Ayşe’ de kendine güvensin diye televizyona gönderdim..
Ayşe’nin hiçbir veli toplantısını kaçırmadım. Her gittiğim toplantıda saygı gördüm, fikirlerime saygı duydular .. Çünkü Ayşe çalışkan ve azimli bir kızdı..
2001 yılının yazında Balıkesir’e tayinim çıktı. Uğurlamaya binlerce insan gelmişti, gelenler arasında Ayşe ve anneside vardı.. Ayşe ağlıyor ve annesi onu teskin etmeye çalışıyordu...
- Ayşe bundan sonra görüşemeyebiliriz, hep senin yanındayım.. Üniversiteyi bitirene kadar okuyacaksın ve ben sana destek olacağım.. Hatta yurtdışını bile düşünebilirsin, ben masraflarını karşılayacağım..
Ayşe ağlamaya devam ediyordu.. Beni duyuyor muydu acaba, kaşları kızarmıştı..
- Büyüyünce kaşlarınıda yaptıracağım.. seninde kaşların olacak..
Sarıldım, öptüm.. Bağrıma bastım..
Askeri hastaneye gelen yüzlerce insanların el sallamasıyla bir konvoyla yola çıktım...
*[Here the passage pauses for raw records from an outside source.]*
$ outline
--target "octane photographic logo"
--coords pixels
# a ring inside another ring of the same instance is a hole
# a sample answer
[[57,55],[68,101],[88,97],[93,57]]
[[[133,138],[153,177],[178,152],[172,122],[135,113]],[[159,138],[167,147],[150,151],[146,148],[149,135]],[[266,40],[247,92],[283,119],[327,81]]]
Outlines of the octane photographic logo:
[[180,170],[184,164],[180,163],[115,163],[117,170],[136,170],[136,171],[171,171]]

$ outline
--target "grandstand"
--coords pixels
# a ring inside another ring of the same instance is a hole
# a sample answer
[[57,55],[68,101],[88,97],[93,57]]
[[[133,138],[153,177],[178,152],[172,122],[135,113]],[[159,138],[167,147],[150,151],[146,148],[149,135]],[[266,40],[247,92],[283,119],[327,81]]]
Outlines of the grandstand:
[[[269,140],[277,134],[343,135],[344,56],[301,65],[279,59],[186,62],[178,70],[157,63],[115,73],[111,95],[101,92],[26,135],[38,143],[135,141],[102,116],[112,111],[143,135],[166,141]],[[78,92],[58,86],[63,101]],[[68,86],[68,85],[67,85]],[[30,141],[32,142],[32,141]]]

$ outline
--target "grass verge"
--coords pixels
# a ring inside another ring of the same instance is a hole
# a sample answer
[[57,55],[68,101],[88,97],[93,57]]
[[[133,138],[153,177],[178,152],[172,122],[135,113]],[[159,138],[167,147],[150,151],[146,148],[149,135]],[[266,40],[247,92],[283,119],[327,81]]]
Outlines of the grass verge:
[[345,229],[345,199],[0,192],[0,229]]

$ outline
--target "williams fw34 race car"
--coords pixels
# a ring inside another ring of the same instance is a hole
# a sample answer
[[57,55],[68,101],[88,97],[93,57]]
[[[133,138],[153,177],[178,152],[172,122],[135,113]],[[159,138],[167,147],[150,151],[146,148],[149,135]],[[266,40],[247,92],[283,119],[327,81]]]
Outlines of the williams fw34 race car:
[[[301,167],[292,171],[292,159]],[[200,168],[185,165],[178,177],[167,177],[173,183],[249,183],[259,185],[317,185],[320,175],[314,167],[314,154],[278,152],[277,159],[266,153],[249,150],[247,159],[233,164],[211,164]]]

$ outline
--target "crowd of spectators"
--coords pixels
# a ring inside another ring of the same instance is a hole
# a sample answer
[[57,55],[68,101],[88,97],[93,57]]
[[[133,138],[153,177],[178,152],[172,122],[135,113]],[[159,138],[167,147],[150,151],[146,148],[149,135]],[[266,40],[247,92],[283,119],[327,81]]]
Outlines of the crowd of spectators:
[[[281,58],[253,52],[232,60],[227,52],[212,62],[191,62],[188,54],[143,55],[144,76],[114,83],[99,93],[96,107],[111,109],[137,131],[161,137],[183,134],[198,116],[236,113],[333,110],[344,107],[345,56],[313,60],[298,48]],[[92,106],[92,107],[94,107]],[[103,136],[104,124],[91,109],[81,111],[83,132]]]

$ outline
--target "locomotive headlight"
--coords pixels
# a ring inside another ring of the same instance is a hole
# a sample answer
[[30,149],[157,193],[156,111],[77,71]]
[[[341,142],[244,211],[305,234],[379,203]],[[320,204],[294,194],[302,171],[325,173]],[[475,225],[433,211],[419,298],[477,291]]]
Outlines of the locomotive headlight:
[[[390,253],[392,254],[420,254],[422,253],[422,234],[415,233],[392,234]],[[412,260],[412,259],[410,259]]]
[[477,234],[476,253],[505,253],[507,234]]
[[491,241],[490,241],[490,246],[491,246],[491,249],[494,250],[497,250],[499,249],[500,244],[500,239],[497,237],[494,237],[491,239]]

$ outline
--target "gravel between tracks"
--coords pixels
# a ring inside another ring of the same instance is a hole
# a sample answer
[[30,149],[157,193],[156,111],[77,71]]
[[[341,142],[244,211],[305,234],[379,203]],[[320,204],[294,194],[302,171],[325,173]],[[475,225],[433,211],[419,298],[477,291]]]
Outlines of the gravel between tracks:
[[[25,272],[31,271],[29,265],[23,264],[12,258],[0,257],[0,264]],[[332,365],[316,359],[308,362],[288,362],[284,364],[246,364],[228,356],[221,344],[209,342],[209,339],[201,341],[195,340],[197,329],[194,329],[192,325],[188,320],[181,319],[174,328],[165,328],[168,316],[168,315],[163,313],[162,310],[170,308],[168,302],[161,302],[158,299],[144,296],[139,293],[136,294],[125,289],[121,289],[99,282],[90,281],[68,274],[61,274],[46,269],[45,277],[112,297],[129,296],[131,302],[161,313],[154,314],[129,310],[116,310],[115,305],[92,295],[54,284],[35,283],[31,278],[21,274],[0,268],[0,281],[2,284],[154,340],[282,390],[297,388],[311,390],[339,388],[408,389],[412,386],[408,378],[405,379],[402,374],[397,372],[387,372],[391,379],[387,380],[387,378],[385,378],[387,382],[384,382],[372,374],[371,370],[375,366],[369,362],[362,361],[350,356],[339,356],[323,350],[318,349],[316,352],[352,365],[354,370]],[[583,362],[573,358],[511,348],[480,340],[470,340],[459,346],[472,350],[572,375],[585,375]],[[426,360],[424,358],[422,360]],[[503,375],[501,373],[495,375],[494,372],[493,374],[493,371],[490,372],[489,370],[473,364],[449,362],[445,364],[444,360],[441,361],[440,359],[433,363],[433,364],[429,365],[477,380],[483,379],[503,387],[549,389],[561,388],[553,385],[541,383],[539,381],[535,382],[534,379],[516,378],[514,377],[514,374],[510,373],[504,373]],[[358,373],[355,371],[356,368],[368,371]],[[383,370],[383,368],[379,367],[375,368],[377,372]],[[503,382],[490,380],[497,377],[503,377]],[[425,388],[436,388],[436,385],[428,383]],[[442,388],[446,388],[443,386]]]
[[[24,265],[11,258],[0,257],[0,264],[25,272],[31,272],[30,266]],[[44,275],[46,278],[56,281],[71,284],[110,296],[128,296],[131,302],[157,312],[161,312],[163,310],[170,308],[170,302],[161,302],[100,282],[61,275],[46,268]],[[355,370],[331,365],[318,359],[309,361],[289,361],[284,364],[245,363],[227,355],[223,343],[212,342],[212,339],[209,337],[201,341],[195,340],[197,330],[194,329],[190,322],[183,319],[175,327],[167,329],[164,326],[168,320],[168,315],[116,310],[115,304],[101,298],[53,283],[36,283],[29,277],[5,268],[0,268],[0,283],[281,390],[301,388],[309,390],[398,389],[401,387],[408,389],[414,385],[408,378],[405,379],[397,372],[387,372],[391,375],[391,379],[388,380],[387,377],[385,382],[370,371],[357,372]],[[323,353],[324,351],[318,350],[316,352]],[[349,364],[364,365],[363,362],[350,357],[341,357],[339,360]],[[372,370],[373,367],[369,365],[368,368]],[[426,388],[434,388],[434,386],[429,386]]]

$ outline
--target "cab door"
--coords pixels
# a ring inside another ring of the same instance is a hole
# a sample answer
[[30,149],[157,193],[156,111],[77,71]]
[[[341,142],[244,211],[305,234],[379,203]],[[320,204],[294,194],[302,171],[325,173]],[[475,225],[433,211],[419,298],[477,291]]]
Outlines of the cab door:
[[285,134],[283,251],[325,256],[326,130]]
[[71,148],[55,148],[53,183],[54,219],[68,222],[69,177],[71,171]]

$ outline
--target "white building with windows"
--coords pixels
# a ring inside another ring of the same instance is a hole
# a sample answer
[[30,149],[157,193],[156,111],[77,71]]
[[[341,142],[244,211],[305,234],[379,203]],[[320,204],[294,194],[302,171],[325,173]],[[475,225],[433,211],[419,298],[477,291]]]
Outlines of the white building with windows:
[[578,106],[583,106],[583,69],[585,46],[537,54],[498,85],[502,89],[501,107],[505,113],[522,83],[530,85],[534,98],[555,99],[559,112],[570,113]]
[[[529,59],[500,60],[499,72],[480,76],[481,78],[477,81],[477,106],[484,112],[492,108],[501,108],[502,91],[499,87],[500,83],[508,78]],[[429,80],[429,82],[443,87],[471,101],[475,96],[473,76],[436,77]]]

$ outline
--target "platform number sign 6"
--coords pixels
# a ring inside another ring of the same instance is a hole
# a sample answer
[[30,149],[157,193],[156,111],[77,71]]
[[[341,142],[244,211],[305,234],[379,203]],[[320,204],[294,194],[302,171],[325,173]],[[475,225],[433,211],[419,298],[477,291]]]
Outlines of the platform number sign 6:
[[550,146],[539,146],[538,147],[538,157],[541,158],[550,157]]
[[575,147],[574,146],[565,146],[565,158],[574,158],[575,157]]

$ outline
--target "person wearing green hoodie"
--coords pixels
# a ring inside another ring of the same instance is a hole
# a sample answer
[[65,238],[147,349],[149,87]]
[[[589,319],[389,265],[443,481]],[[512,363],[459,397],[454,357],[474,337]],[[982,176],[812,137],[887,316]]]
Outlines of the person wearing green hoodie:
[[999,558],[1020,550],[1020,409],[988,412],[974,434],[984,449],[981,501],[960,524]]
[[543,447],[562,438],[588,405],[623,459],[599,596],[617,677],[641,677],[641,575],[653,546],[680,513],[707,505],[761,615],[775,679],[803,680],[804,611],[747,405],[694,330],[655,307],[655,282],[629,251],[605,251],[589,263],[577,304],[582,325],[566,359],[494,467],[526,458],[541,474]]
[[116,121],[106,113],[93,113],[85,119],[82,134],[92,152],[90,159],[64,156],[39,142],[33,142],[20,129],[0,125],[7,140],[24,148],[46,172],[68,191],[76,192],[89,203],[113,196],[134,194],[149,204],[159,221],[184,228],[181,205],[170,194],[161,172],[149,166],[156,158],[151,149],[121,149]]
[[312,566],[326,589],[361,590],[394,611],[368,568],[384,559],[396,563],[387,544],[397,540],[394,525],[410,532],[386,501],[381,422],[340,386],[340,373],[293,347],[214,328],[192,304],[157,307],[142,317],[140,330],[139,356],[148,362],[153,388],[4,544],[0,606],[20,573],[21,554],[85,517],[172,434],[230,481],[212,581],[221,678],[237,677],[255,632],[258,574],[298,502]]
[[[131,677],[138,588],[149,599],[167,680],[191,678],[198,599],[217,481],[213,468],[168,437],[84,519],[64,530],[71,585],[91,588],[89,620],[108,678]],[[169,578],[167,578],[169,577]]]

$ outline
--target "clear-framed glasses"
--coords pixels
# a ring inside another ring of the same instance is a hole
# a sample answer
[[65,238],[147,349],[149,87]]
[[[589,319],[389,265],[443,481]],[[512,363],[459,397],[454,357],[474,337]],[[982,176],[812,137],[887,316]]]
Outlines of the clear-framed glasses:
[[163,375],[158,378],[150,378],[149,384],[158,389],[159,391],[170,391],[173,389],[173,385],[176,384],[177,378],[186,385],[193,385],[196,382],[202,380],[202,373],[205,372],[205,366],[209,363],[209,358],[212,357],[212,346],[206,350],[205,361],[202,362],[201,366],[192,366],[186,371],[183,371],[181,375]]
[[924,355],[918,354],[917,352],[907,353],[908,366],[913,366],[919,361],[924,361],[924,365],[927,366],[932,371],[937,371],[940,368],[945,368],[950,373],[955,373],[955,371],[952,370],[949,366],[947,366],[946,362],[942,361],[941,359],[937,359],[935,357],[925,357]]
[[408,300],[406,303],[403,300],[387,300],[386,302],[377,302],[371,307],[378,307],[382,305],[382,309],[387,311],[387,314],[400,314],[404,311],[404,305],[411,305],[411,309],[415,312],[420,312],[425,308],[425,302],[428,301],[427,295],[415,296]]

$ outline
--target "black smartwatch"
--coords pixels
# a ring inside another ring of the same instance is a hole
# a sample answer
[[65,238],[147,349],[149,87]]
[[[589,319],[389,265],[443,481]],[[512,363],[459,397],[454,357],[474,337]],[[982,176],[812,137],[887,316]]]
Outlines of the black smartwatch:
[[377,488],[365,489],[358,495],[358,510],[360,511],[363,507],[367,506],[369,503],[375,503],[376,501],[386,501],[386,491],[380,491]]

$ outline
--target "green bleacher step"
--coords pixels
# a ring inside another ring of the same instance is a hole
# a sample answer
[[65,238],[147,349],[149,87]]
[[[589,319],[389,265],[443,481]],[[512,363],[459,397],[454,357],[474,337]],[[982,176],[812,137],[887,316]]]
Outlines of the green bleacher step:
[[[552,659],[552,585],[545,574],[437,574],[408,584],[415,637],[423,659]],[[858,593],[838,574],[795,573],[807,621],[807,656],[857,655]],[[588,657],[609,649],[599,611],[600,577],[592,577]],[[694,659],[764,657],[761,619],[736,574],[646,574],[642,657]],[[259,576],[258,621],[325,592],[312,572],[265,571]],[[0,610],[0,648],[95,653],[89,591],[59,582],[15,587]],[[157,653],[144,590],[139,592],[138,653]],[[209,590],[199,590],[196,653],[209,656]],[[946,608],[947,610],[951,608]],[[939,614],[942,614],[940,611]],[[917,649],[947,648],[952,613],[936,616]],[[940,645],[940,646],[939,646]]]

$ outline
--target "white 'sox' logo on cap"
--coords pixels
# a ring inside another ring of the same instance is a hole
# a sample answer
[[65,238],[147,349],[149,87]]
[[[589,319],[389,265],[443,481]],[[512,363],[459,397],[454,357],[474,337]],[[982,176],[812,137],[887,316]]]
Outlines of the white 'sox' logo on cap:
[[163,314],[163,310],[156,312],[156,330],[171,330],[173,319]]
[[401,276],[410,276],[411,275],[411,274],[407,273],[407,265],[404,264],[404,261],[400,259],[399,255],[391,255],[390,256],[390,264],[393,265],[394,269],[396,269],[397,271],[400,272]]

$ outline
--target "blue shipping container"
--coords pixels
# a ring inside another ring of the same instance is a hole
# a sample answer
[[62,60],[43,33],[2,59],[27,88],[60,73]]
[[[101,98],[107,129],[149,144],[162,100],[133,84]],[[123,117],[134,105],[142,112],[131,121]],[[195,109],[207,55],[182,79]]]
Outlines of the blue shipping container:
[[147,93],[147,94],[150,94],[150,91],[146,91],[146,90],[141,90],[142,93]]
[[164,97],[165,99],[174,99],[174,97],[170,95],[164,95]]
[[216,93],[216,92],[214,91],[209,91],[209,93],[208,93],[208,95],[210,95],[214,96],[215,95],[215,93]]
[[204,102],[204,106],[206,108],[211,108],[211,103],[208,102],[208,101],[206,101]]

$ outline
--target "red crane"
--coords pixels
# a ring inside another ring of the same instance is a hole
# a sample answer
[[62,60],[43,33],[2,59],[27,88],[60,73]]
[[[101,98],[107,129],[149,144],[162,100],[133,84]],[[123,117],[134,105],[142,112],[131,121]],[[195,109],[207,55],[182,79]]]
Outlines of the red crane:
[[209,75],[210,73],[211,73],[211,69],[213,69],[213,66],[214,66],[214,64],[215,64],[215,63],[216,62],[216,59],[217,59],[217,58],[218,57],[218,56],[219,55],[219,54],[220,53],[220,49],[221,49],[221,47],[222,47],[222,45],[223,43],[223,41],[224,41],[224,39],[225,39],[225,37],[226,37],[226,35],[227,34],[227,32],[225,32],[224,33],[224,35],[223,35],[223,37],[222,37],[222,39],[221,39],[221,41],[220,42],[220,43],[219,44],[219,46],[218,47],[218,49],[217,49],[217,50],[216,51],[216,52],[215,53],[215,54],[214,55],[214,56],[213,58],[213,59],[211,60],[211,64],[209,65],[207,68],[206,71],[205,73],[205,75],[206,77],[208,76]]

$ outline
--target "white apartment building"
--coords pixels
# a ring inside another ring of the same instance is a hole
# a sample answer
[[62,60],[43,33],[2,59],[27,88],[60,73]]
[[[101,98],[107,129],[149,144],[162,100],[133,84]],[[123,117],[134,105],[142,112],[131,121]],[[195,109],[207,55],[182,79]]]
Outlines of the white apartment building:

Balıkesir günlerimde Ayşe’yi düşünüyordum.. Gözlerimde kalan endişelerini ... Zaman zaman telefonla görüşüyordum.. Ceylan kırtasiye iki-üç ayda bir arayıp hesabımı bildiriyordu...
Ayşe ilk okulu, orta okulu başarıyla bitirdi... Orta okulu bitirince aradı;
- Amcacığım ben Kız Meslek Lisesine gitmek istiyorum..
- Ayşe sende mühendis zekası var, Anadolu Lisesine git..
- Size çok yük oluyorum.. Kuaför olmak istiyorum...
- Kızım sen oku.. Hayatta olduğum sürece yanındayım, ölürsem kısa yolu seçersin..
- Amcacığım sizi çok seviyorum, size daha çok yük olmak istemiyorum...
Tüm ısrarlarıma rağmen Ayşeci kKız Meslek Lisesine başladı. Telefonda görüştüğüm zaman ilkokul talebesi gibi heyecanlarını, yaptıklarını anlatıyordu.. Ve oradanda başarıyla mezun oldu..
- Amcacığım okul bitti ama kuaför açacak param yok..
Sesinde bir hüzün vardı..
- Sıkma canını Ayşe, bir araştırıp sana dönerim..
Kafamda yüzlerce düşünce çarpışıyordu.. Bilgisayara girdim.. Ağrı valisi kim diye baktım.. Vali yardımcısı iken beraber çalıştığım, sevdiğim biri çıktı..
- Sayın valim
- Doktorum nasılsın? Ne güzel bir sürpriz..
Hal hatır sorduktan sonra Ayşe’yi anlattım.. Son durumunu ve yapmak istediklerini özetledim..
- Yardımcı olursanız sevinirim Valim..
- Bana uğrasın kızımız...
Hemen Ayşe’yi aradım;
- Vali bey seni bekliyor, sekreterini ara, randevunu al, görüştükten sonra bana bilgi ver kızım..
- Tamam amcacığım..
Birgün sonra baktım Ayşe arıyor;
- Amcacığım çok teşekkür ediyorum, Vali bey dükkanın tüm masraflarını karşılayacak...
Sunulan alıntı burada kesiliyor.